South Korean chef and restaurateur

Hasung Lee is a South Korean chef and restaurateur. Under the name "Culinary Monster," he was the runner-up in the second season of the Netflix series Culinary Class Wars.

== Education ==
Lee attended university in South Korea, studying hotel culinary arts, and moved to the United States to study at the Culinary Institute of America (CIA).

== Career ==
After graduating, Lee returned to South Korea due to economic troubles in America, after which he ran a food truck in Hwanghak-dong, Seoul with his friends. He then worked at Gramercy Tavern in New York City, Geranium in Copenhagen, and The French Laundry. He also co-founded Atomix, which later earned two Michelin stars.

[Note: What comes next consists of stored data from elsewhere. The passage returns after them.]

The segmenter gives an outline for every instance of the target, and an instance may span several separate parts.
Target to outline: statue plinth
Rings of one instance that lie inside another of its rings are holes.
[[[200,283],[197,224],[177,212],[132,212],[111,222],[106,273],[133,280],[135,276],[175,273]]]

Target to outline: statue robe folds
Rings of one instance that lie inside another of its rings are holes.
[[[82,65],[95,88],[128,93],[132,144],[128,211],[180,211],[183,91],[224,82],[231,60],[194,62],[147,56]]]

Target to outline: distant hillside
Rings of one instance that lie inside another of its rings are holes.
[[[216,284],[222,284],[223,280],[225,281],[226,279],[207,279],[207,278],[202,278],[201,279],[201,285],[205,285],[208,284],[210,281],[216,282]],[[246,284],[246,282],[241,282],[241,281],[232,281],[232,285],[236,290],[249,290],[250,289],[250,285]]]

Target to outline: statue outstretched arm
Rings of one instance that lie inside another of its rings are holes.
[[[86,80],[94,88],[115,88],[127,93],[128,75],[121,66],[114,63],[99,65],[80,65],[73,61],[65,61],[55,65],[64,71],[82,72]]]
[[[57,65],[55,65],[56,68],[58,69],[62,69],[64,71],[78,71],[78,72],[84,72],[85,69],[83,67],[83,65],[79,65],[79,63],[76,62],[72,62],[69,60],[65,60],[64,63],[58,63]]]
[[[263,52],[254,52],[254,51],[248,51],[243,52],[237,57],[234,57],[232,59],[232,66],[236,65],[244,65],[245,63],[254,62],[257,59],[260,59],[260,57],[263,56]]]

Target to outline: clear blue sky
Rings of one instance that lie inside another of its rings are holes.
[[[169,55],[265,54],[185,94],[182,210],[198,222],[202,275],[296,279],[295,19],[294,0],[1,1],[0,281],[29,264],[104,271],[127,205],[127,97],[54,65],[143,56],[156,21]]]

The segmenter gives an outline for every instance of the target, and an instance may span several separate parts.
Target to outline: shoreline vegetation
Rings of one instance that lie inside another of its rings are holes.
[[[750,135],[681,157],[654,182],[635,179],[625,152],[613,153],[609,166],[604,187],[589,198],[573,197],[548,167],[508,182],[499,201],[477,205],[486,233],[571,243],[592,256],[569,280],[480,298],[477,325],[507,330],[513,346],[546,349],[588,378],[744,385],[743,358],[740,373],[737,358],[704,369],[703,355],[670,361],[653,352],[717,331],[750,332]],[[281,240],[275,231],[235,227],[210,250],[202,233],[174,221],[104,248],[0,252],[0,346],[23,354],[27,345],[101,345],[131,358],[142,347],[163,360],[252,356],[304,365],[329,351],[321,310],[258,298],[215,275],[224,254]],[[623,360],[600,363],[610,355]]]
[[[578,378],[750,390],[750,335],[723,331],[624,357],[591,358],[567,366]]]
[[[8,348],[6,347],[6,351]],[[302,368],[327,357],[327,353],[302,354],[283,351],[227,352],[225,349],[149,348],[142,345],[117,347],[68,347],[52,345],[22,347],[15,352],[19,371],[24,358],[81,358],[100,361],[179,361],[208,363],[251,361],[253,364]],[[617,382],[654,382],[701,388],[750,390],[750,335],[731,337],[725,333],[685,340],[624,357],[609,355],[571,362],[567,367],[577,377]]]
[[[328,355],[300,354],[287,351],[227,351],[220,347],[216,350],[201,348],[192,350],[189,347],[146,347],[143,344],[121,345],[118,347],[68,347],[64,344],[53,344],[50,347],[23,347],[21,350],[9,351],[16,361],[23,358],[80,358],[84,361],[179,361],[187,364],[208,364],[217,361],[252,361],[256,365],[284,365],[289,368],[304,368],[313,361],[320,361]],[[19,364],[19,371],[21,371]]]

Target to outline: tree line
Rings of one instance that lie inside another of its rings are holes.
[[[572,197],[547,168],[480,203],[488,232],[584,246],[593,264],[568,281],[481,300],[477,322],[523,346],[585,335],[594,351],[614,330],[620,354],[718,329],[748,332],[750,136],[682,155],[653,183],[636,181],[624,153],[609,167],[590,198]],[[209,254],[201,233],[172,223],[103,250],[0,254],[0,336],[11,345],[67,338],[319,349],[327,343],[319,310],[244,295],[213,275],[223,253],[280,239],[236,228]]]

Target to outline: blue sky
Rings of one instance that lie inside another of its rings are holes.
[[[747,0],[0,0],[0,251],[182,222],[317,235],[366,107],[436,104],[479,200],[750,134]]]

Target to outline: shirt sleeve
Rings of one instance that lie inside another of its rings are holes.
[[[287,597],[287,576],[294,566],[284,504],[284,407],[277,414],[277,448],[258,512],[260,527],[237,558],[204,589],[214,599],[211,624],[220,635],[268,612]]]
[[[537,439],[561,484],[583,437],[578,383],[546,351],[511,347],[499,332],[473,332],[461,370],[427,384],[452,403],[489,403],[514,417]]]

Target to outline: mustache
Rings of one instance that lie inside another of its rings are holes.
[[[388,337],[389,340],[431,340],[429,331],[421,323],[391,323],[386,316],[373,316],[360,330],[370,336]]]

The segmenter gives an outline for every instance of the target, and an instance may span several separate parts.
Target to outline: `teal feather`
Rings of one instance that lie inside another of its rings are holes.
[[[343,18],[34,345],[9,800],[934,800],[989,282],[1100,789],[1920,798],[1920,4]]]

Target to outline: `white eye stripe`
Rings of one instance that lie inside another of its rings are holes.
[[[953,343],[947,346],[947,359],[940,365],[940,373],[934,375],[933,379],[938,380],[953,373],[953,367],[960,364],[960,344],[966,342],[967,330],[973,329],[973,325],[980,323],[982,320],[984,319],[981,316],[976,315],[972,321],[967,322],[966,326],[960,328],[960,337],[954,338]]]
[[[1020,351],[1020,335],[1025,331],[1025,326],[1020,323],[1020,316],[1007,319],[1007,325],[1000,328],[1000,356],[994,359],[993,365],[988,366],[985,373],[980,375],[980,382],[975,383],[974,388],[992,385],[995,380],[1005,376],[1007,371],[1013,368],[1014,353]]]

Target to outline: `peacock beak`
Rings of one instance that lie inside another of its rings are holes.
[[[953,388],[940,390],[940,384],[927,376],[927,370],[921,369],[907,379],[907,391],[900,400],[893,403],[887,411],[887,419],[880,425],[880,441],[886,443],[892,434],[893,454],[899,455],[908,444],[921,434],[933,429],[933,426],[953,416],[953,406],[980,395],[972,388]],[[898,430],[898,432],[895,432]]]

In 2025, Lee was named the inaugural Nanro Next Fellow by Nanro Academy, an organization intending to promote Korean cuisine around the world. The same year, he participated in Culinary Class Wars season two as a Black Spoon. He reached the finals and lost to White Spoon chef Choi Kangrok.

In early 2026, Lee announced on Netflix Korea's YouTube channel that he would open his own restaurant, Oyatte, in the Murray Hill neighborhood of New York City later in the year. BBC named it one of the most anticipated restaurant openings of the year.

Lee drew criticism for, at times, "speaking harshly" during episodes of Culinary Class Wars.